Default options makes it easier to preserve retirement funds
Johannesburg - From this past Friday, all defined contribution retirement funds are required to offer a default preservation fund.
A member can still withdraw their retirement fund when changing jobs, but this makes the investment choice far easier if you wish to keep your funds intact for retirement.
From this month, a company retirement fund will provide resigning workers with the option to leave their accumulated retirement savings in the fund.
According to National Treasury, although the employee will have the right to withdraw their funds, they will be required to seek “retirement benefits counselling” before they make a decision.
When National Treasury issued the first retirement reform paper in July 2015, it identified that one of the main reasons people did not have sufficient money when they retired was because many did not preserve their funds when they changed jobs.
Rather than introduce mandatory preservation, National Treasury recommended changes to company retirement funds that make it easier for members to preserve their money.
It also ensures members get financial advice before withdrawing funds.
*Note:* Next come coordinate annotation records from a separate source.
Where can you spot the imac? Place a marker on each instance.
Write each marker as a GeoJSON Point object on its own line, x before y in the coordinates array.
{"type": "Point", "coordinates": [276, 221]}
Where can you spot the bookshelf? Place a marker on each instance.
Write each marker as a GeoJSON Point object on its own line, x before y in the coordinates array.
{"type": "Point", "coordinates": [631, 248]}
There has been an increase in preservation rates of retirement funds where a default preservation rate already exists and where employees were required to get advice before withdrawing the money.
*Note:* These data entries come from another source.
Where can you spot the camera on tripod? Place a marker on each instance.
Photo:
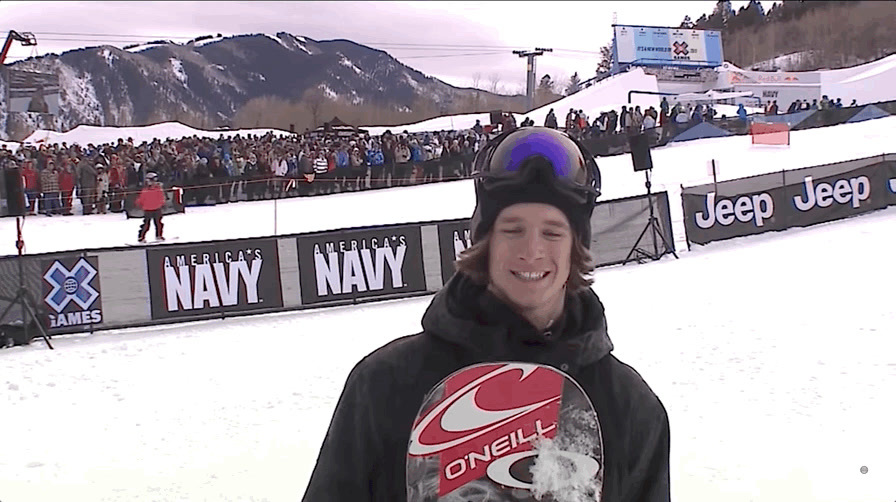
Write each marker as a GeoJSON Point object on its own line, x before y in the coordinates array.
{"type": "Point", "coordinates": [642, 161]}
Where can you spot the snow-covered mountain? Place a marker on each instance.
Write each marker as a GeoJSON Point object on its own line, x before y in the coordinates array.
{"type": "Point", "coordinates": [214, 76]}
Unfortunately, the reality for most employees is that it is often easier for them to take the cash withdrawal rather than navigate the world of retail investing.
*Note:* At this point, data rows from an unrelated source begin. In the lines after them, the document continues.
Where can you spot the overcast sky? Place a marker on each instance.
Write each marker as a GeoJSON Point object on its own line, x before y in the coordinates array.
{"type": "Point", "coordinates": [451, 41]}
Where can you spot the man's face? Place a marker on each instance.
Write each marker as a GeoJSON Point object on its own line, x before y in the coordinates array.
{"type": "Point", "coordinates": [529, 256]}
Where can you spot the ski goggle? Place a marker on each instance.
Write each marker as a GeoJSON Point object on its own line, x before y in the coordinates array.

Retail preservation funds also tend to be more expensive compared with the fees paid by a company fund.
As human nature tends to follow the course of least resistance, or least effort, there could be an increase in overall preservation rates just because it’s easier to leave your retirement fund to grow rather than withdraw it.
Default investment portfolios for company retirement funds are also now required by law, which means that the retirement fund must have a default investment portfolio that is appropriate, reasonably priced, offers good value for money and is well communicated to members.
A fund can still offer a range of investment portfolios, but, if no selection is made, the member will move into the default investment option.
Treasury also wanted to introduce a default annuity strategy on retirement, making it easier and less expensive for individuals to purchase an annuity.
However, a life annuity, once chosen or defaulted into, becomes irreversible, so Treasury elected for what David Gluckman of Sanlam Umbrella Funds describes as a “trustee-endorsed annuity strategy”.
What this means is that the trustees of the fund need to make a recommendation to their members on their annuity income in retirement.
This could be a living annuity or life annuity, or a hybrid option.
Considering the complexity around annuities, this endorsed annuity should make it easier for members when it comes to making decisions around their retirement income.
A company fund selected annuity should provide for a cost saving as the retirement fund would have economies of scale, negotiating for better investment rates than the member would receive if selecting the annuity as a retail client.
It also means that members are more likely to obtain advice before making a decision about their annuity income.
As Gluckman explains, if a member does not elect an annuity on retirement from the company, the retirement benefits will remain in the fund until the member makes a decision to retire from the fund itself and select the appropriate annuity.
This is an advantage to individuals who may be retiring from a company, but plan to work after retirement and do not require their retirement income.
By leaving their money in the retirement fund, it can continue grow until they need it.
It is important to note that these changes do not apply to the Government Employees’ Pension Fund, which has its own set of rules.